D'un côté, tu trouves les cuirs vegan synthétiques classiques, à base de polyéthane ou de PVC. Ce sont des matières plastiques, dérivées du pétrole, qui imitent visuellement le cuir et se comportent assez bien à l'usage les premières années. Leur problème, c'est qu'elles ne se patinent pas, elles se fissurent. Quand le revêtement craque, on voit la trame en dessous, et la pièce passe d'usable à finie en quelques mois.
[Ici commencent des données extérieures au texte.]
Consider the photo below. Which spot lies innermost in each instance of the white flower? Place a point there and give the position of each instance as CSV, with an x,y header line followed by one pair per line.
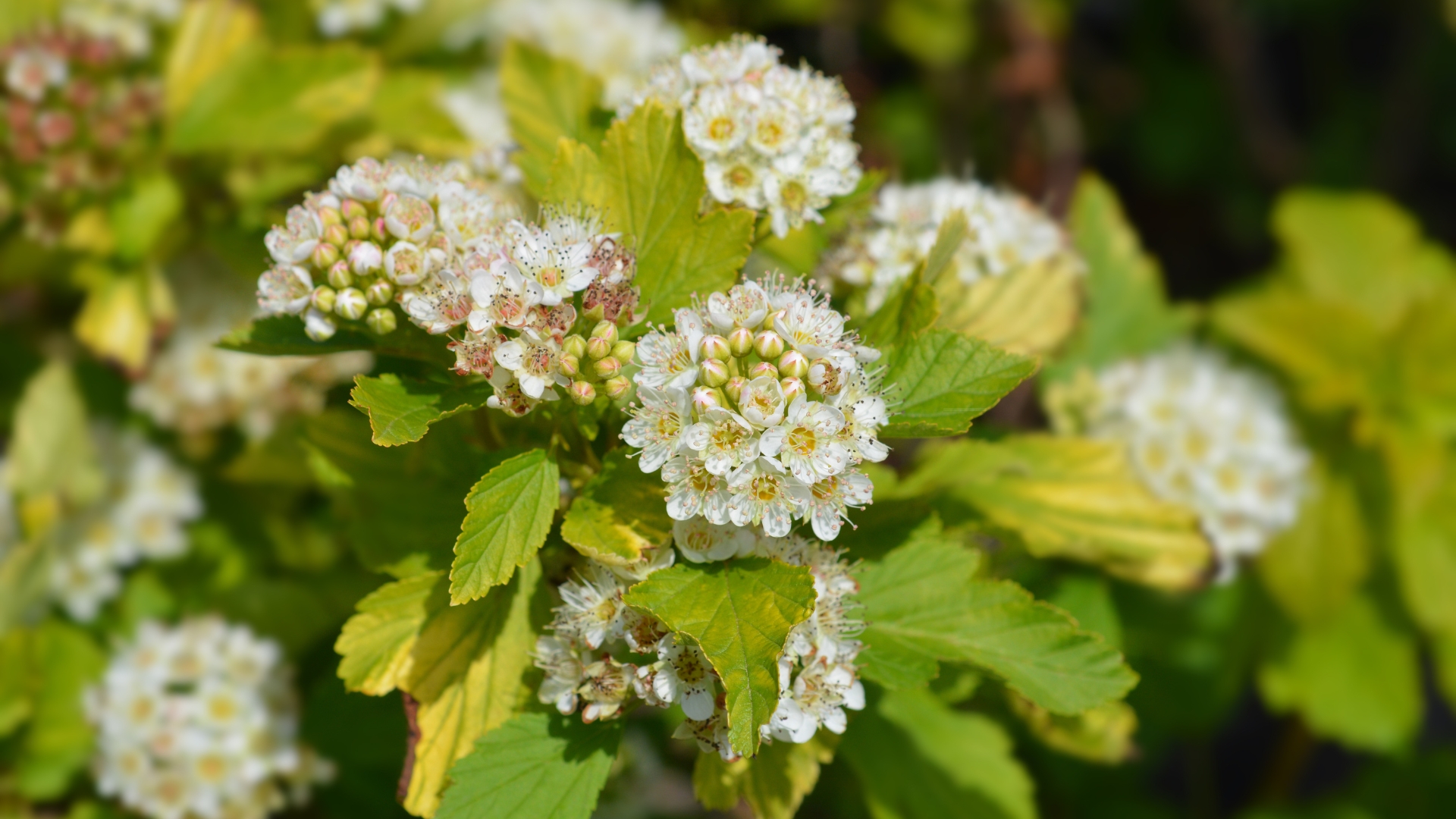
x,y
702,541
199,720
657,428
1212,438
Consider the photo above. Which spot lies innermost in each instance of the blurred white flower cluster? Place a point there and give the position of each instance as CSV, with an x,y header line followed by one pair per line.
x,y
758,410
145,504
1006,232
615,39
338,18
193,387
770,137
200,722
1209,436
126,22
817,675
453,256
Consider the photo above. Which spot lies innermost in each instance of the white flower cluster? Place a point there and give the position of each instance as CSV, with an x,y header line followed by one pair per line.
x,y
615,39
200,722
817,675
126,22
770,137
436,241
1006,232
1209,436
338,18
140,515
759,414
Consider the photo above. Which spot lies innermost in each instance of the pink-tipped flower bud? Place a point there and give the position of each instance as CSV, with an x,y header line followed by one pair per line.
x,y
764,369
322,299
582,392
606,368
767,344
714,347
381,293
740,341
598,349
351,303
794,365
382,321
792,388
607,331
734,388
712,372
617,388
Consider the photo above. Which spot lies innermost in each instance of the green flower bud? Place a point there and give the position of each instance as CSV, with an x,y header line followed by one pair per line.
x,y
382,321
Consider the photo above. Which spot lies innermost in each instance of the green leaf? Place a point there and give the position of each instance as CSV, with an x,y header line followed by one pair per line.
x,y
618,513
275,99
1128,311
1315,567
919,760
775,781
283,335
509,513
654,188
400,410
740,614
468,672
1353,678
545,99
1071,497
924,604
946,379
536,765
909,311
376,646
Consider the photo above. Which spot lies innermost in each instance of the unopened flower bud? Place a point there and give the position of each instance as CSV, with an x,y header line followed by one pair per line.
x,y
582,392
366,259
715,347
712,372
318,325
351,303
340,276
382,321
792,388
734,387
794,365
607,368
764,369
617,388
599,349
325,256
322,299
705,398
740,341
606,330
381,293
767,344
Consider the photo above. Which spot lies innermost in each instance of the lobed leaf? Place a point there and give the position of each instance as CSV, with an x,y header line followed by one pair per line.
x,y
509,513
946,379
400,410
740,614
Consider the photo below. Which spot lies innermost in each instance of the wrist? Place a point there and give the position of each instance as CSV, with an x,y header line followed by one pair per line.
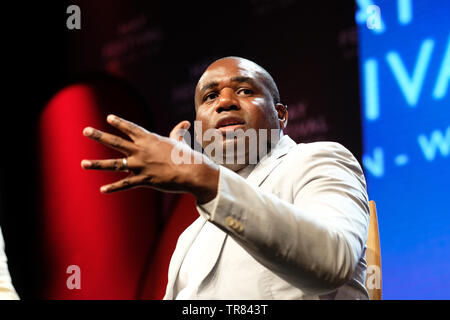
x,y
204,181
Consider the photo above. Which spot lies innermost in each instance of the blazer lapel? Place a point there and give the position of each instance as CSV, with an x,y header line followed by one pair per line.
x,y
269,162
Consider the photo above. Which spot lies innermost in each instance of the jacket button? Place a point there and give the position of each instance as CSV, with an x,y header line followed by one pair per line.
x,y
230,221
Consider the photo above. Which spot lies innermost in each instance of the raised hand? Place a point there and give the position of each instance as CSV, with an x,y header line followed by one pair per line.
x,y
148,159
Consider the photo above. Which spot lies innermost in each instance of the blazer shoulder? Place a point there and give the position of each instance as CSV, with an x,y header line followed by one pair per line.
x,y
322,148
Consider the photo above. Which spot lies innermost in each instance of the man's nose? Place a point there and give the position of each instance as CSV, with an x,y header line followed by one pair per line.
x,y
227,101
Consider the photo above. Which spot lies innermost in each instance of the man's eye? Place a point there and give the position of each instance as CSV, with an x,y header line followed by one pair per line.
x,y
210,96
245,92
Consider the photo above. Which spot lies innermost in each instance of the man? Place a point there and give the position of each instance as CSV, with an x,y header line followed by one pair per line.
x,y
291,225
7,291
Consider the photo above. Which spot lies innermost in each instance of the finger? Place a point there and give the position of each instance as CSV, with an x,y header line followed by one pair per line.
x,y
110,140
179,130
124,184
109,164
129,128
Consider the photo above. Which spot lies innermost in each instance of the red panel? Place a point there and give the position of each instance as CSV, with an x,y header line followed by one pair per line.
x,y
107,236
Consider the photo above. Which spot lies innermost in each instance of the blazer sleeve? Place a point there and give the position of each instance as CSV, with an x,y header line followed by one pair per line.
x,y
7,291
313,243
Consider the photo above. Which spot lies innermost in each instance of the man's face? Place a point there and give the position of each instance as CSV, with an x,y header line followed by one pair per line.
x,y
232,95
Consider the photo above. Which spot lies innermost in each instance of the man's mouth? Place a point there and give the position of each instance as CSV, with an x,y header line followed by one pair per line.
x,y
229,123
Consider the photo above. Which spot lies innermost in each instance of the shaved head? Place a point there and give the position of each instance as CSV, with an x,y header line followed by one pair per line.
x,y
265,76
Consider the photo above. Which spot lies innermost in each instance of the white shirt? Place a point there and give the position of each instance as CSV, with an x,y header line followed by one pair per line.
x,y
7,291
189,278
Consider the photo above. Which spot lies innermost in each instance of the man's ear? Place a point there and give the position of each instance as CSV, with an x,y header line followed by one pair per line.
x,y
282,114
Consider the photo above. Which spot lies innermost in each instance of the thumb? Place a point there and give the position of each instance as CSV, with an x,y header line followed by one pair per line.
x,y
178,131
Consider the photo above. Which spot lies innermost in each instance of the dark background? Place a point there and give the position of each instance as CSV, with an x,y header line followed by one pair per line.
x,y
160,49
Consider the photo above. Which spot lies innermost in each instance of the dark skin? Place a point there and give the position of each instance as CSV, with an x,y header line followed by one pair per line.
x,y
235,89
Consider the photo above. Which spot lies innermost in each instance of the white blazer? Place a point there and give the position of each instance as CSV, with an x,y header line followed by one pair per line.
x,y
7,291
295,228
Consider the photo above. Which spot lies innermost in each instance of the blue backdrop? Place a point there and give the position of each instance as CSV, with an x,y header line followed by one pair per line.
x,y
404,58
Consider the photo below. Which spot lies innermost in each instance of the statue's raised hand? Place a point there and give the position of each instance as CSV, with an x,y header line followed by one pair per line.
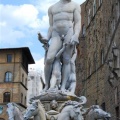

De l'autre côté, des matières bio-sourcées plus récentes ont changé le paysage, à base de feuilles d'ananas (Piñatex), de marc de raisin (Vegea), de mycélium de champignon (Reishi de MycoWorks par exemple), de feuilles de cactus (Desserto), de pomme. Le piñatex est le plus mature de ces matières, fabriqué à partir des fibres tirées des feuilles d'ananas, c'est lui que TOKU a choisi pour faire entrer la silhouette estivale dans le cuir vegan.
Le piñatex pour l'été




Source : TOKU · Sandales Athens et Rome en piñatex (cuir d'ananas), atelier OmaKing dans le sud de l'Estonie depuis 1927
Concrètement chez LeGarage, le piñatex prend la forme de deux silhouettes qu'on porte dès les premières chaleurs. Les TOKU Athens Vegan jouent la sandale à talon fermé et bride cheville réglable, en noir mat ou en rose poudré, dessinées par Piibe Tomp d'après la sandale grecque antique. Les TOKU Rome Vegan partent sur la sandale à enfiler ouverte, plus dépouillée, en noir, blanc ou rose, coupe large et naturelle au pied. Les deux sortent du même atelier OmaKing dans le sud de l'Estonie, qui fait des chaussures depuis 1927 et que les Estonian Design Awards ont qualifié de Nouvelle Classique Estonienne. Le piñatex a un grain mat reconnaissable au premier toucher, la sandale ne pèse rien dans la valise, et la doublure microfibre absorbe la chaleur de l'été sans coller. C'est la pièce à glisser sur une jupe en lin, une robe portefeuille ou un jean coupé droit pour les longues journées de juin.